Britax recently introduced its SafeWash Fabric in Otto which is the only fabric that is machine washable (up to 30 washes) and does not contain any flame retardants. This fabric is naturally flame resistant due to the way the fabric is woven together.
The Bugaboo car seat is manufactured by Nuna (it’s the Nuna Pipa model). Their infant car seat is called the Turtle. They use merino wool for this particular car seat so that’s an added bonus! The turtle also has built-in adaptors to fit their base/strollers.
While these fabrics are Good Stuff, we cannot call them Best Stuff. Thunder and Slate fabrics:
- Use a polyester-based fabric.
- Include a cryptonized treatement, which creates a built-in moisture barrier for stain resistance.
- Are GreenGuard certified, which means they meet stringent chemical emissions requirements, such as being screened for various volatile organic compounds.
- Is treated with non-halogenated flame retardants.
If you choose a Clek in Carbon or Chrome, you’ll be getting a jersey knit fabric that is treated with non-halogenated flame retardants but no stain-repelling treatments.

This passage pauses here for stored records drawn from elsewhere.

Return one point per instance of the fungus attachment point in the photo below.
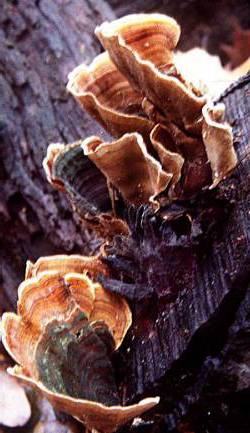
(63, 337)
(171, 142)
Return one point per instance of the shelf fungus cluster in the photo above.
(170, 140)
(63, 337)
(170, 143)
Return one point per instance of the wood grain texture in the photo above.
(40, 43)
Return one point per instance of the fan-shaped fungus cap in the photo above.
(68, 170)
(142, 47)
(170, 145)
(108, 97)
(63, 336)
(115, 160)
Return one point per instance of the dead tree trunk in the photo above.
(40, 43)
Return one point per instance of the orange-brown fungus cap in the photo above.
(108, 97)
(66, 322)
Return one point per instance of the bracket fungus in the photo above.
(170, 140)
(63, 337)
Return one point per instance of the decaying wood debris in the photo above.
(195, 293)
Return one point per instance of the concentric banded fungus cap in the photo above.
(62, 339)
(142, 48)
(108, 97)
(171, 142)
(115, 160)
(68, 170)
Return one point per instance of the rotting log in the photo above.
(40, 43)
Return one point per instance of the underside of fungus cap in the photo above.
(63, 337)
(128, 166)
(94, 415)
(108, 97)
(148, 64)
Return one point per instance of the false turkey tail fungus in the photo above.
(63, 337)
(154, 193)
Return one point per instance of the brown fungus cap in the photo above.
(62, 337)
(170, 142)
(149, 65)
(108, 97)
(128, 166)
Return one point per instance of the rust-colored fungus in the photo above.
(63, 337)
(169, 139)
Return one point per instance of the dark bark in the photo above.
(40, 43)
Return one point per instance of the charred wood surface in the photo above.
(210, 279)
(40, 43)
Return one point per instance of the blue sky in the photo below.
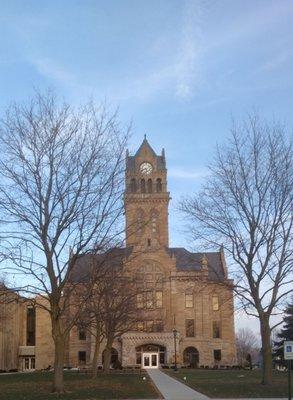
(178, 69)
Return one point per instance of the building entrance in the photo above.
(150, 360)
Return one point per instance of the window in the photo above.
(133, 186)
(82, 357)
(188, 300)
(149, 300)
(81, 334)
(215, 302)
(217, 355)
(149, 326)
(189, 328)
(216, 330)
(140, 326)
(154, 218)
(139, 300)
(159, 185)
(159, 299)
(31, 326)
(150, 186)
(159, 326)
(140, 221)
(142, 186)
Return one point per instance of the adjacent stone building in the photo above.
(185, 300)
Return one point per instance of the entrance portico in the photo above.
(147, 350)
(150, 360)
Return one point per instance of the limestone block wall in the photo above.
(11, 333)
(44, 341)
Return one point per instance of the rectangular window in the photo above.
(149, 326)
(140, 326)
(82, 357)
(149, 300)
(189, 328)
(31, 326)
(139, 300)
(81, 334)
(217, 355)
(159, 299)
(216, 330)
(188, 300)
(215, 301)
(159, 326)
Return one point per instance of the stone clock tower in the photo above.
(146, 199)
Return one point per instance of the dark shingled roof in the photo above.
(130, 161)
(83, 266)
(187, 261)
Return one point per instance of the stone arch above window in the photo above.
(150, 186)
(142, 186)
(159, 185)
(150, 276)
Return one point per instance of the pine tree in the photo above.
(286, 333)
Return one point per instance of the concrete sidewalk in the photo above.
(171, 389)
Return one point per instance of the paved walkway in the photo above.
(172, 389)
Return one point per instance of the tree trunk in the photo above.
(58, 386)
(267, 369)
(95, 357)
(107, 354)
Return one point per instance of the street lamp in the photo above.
(175, 348)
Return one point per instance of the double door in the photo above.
(150, 360)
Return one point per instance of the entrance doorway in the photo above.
(149, 350)
(150, 360)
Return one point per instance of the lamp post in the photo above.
(175, 348)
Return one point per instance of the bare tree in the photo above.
(61, 186)
(246, 346)
(246, 203)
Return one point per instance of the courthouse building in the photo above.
(185, 300)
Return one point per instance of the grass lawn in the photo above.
(227, 384)
(37, 386)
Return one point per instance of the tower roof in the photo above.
(145, 147)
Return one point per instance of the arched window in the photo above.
(154, 221)
(159, 185)
(142, 186)
(150, 186)
(140, 221)
(133, 185)
(191, 357)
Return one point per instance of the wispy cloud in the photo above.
(188, 71)
(276, 62)
(188, 174)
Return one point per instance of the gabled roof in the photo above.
(187, 261)
(83, 268)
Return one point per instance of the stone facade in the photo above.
(184, 298)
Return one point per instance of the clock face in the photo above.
(146, 168)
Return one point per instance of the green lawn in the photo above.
(37, 386)
(233, 383)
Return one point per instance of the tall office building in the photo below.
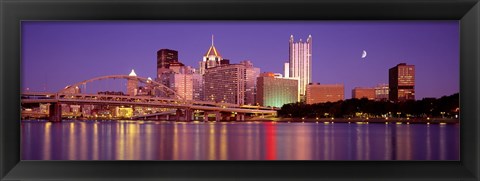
(321, 93)
(286, 69)
(231, 83)
(166, 57)
(225, 84)
(276, 91)
(363, 92)
(251, 74)
(211, 59)
(402, 82)
(198, 90)
(182, 84)
(381, 92)
(300, 63)
(132, 84)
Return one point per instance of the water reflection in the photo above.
(150, 140)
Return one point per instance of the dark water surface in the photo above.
(152, 140)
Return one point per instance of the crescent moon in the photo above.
(364, 54)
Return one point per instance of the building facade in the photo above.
(165, 57)
(381, 92)
(321, 93)
(225, 84)
(300, 63)
(363, 92)
(182, 84)
(276, 91)
(132, 84)
(402, 82)
(211, 59)
(251, 74)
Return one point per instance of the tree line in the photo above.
(446, 106)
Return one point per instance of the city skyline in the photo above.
(95, 46)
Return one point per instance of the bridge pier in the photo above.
(177, 114)
(240, 117)
(188, 115)
(205, 116)
(55, 112)
(218, 116)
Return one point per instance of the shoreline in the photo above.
(315, 120)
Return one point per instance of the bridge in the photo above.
(169, 103)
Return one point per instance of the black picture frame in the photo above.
(12, 12)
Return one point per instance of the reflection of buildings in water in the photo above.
(95, 137)
(367, 143)
(442, 145)
(387, 143)
(270, 141)
(211, 142)
(223, 142)
(359, 143)
(326, 140)
(83, 141)
(47, 141)
(302, 149)
(428, 144)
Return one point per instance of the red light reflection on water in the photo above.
(270, 141)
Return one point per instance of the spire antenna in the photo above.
(212, 39)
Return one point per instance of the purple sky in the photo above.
(56, 54)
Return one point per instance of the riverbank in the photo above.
(364, 120)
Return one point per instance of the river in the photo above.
(161, 140)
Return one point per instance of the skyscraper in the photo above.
(165, 57)
(381, 92)
(300, 63)
(211, 59)
(276, 91)
(225, 84)
(320, 93)
(286, 69)
(363, 92)
(132, 84)
(401, 82)
(251, 74)
(231, 83)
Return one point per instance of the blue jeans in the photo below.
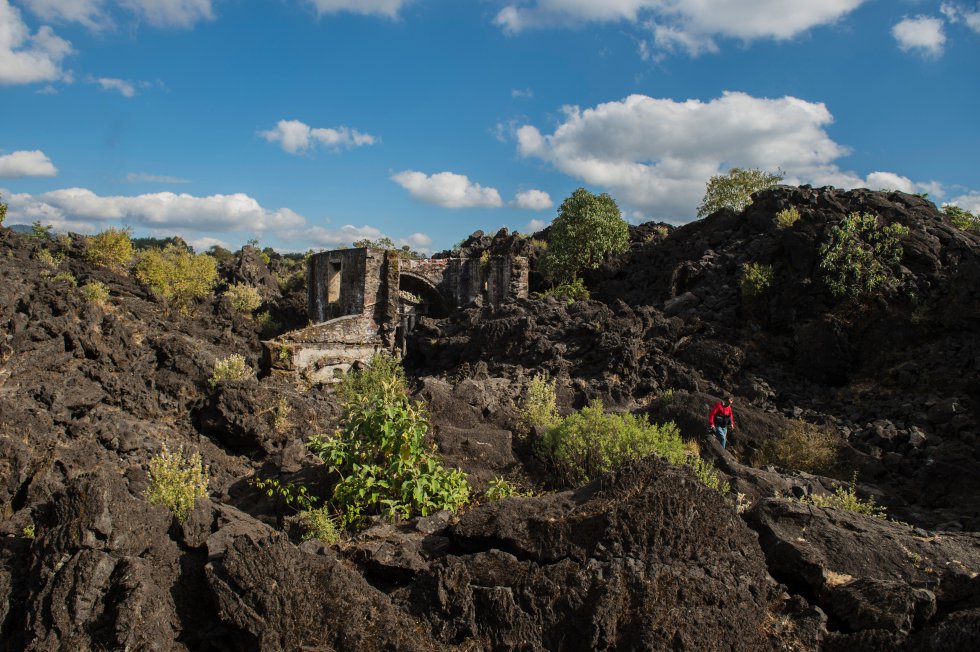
(722, 434)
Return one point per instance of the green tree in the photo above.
(734, 190)
(588, 227)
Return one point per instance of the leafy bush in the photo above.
(734, 190)
(961, 219)
(755, 280)
(539, 409)
(590, 442)
(570, 292)
(381, 455)
(787, 217)
(177, 481)
(243, 297)
(857, 258)
(382, 371)
(95, 292)
(846, 499)
(233, 367)
(176, 275)
(112, 249)
(802, 446)
(588, 227)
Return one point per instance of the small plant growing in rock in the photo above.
(233, 367)
(112, 249)
(846, 499)
(95, 292)
(570, 292)
(802, 446)
(243, 297)
(857, 259)
(176, 481)
(961, 219)
(755, 280)
(176, 275)
(734, 190)
(787, 217)
(539, 409)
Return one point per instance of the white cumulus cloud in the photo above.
(164, 210)
(27, 58)
(33, 163)
(657, 154)
(297, 137)
(535, 200)
(690, 25)
(121, 86)
(922, 35)
(447, 189)
(389, 8)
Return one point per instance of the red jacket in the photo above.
(721, 409)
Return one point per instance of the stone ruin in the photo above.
(364, 300)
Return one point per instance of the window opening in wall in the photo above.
(334, 275)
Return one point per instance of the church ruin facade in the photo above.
(365, 300)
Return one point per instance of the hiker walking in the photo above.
(722, 420)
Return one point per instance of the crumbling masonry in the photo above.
(366, 300)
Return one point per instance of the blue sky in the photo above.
(310, 123)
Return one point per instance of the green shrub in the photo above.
(588, 443)
(243, 297)
(755, 280)
(734, 190)
(382, 458)
(787, 217)
(112, 249)
(802, 446)
(95, 292)
(857, 258)
(569, 292)
(382, 371)
(961, 219)
(846, 499)
(176, 275)
(233, 367)
(177, 481)
(539, 409)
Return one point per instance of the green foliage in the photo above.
(381, 455)
(95, 292)
(65, 277)
(568, 292)
(499, 488)
(539, 409)
(787, 217)
(755, 280)
(177, 481)
(41, 231)
(382, 371)
(961, 219)
(320, 524)
(802, 446)
(387, 244)
(233, 367)
(590, 442)
(243, 297)
(112, 249)
(858, 257)
(588, 227)
(734, 190)
(846, 499)
(176, 275)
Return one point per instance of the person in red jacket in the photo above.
(722, 420)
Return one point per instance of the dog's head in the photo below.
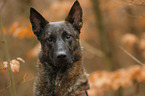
(59, 40)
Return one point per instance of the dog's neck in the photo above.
(56, 80)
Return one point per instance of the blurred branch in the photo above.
(130, 55)
(5, 47)
(104, 40)
(4, 2)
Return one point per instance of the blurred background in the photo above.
(109, 25)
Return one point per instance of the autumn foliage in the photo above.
(102, 81)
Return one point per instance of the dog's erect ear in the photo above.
(75, 16)
(37, 21)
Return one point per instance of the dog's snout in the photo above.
(61, 54)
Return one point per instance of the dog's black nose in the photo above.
(61, 54)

It does not have any additional certifications.
The Pipa car seat is the only one that can be used with or without a base and therefore is great for airplane travel.

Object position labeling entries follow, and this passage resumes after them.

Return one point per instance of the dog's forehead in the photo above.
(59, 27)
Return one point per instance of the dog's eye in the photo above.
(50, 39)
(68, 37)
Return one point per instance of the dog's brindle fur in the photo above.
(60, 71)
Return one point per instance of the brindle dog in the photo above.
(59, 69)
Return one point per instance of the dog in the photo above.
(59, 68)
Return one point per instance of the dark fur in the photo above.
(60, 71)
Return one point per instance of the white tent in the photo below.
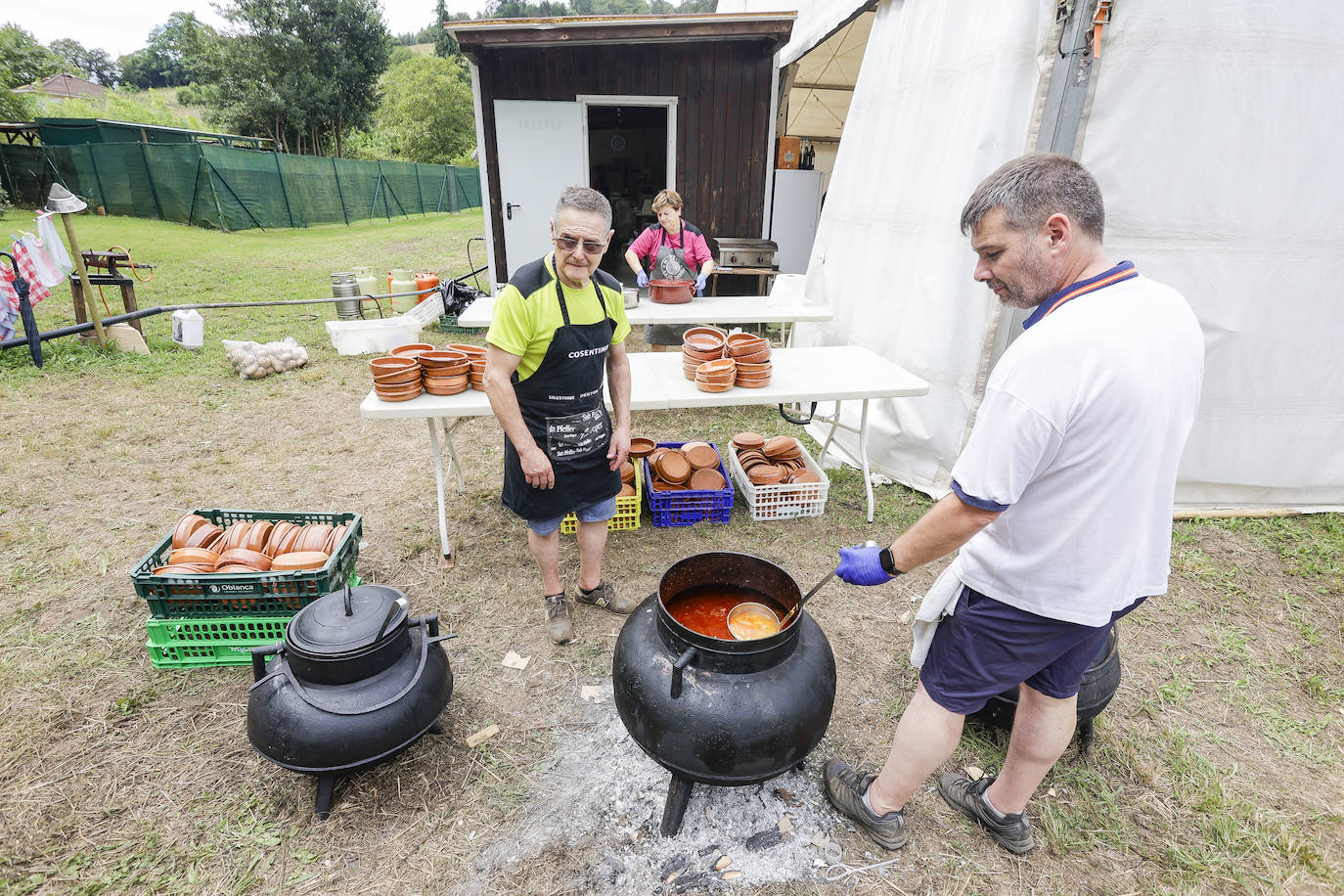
(1214, 130)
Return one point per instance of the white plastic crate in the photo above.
(781, 501)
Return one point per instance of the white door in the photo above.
(541, 152)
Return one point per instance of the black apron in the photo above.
(563, 410)
(669, 263)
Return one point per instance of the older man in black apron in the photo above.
(558, 328)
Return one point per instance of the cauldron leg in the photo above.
(679, 794)
(326, 787)
(1085, 738)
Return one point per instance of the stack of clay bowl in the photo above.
(695, 467)
(248, 546)
(395, 379)
(700, 344)
(446, 373)
(751, 355)
(715, 377)
(777, 461)
(476, 356)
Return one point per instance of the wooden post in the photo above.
(83, 280)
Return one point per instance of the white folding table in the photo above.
(819, 374)
(701, 309)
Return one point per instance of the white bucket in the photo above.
(189, 328)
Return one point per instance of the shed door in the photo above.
(541, 152)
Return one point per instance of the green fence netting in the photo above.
(234, 188)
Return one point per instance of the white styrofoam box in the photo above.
(781, 501)
(367, 337)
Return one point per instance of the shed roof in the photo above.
(495, 34)
(64, 85)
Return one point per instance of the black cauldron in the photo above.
(714, 711)
(355, 681)
(1100, 680)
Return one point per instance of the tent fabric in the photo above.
(946, 98)
(1210, 130)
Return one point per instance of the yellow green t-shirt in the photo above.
(527, 313)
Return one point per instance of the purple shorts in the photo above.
(987, 648)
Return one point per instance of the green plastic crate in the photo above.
(246, 593)
(190, 644)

The fabric on the Rava is a bamboo/polyester blend, and the foam is EPO, which means no flame retardant chemicals are necessary.
The G5 comes in fabric from mills that are certified by the Oeko-Tex Standard 100. This seat also:
- Is Prop-65 compliant and meets California’s AB1108 material standards.
- 100% polyester.
- Is not treated with any stain-repellent chemicals or sprays.
- They use EPP foam and non-halogenated flame retardants (phosphorus-based).
Stokke sells one car seat and it manufactured by Nuna. It’s the same as the Pipa. The only difference with this car seat is that it contains built-in adaptors to fit their base/strollers.
The Okay Stuff
These models are made of 100% polyester and treated with a phosphate-based flame retardant.
Like the Bryce and Jake, these two fabrics are made of 100% polyester and treated with a phosphate-based flame retardant.
The Bad Stuff
Graco has several car seats at various price points. Generally, the fabric and filling materials utilized on Graco’s car seats are treated with halogenated and/or phosphorus based flame retardant chemicals in order to meet federal regulations. Graco did not provide any accreditations for chemical safety.
Safety 1st, Maxi-Cosi, Cosco, and Disney Baby car seats are all manufactured by a Dorel Juvenile Group. We were unable to get very much information from them. It seems that they do prohibit halogenated flame retardants, but they do use other types of flame retardants.
They state that they’ve designed these car seats with a wool-free fabric called Pure Cosi, but we don’t understand how they achieve this without chemicals. We need more information before we can call these Good Stuff.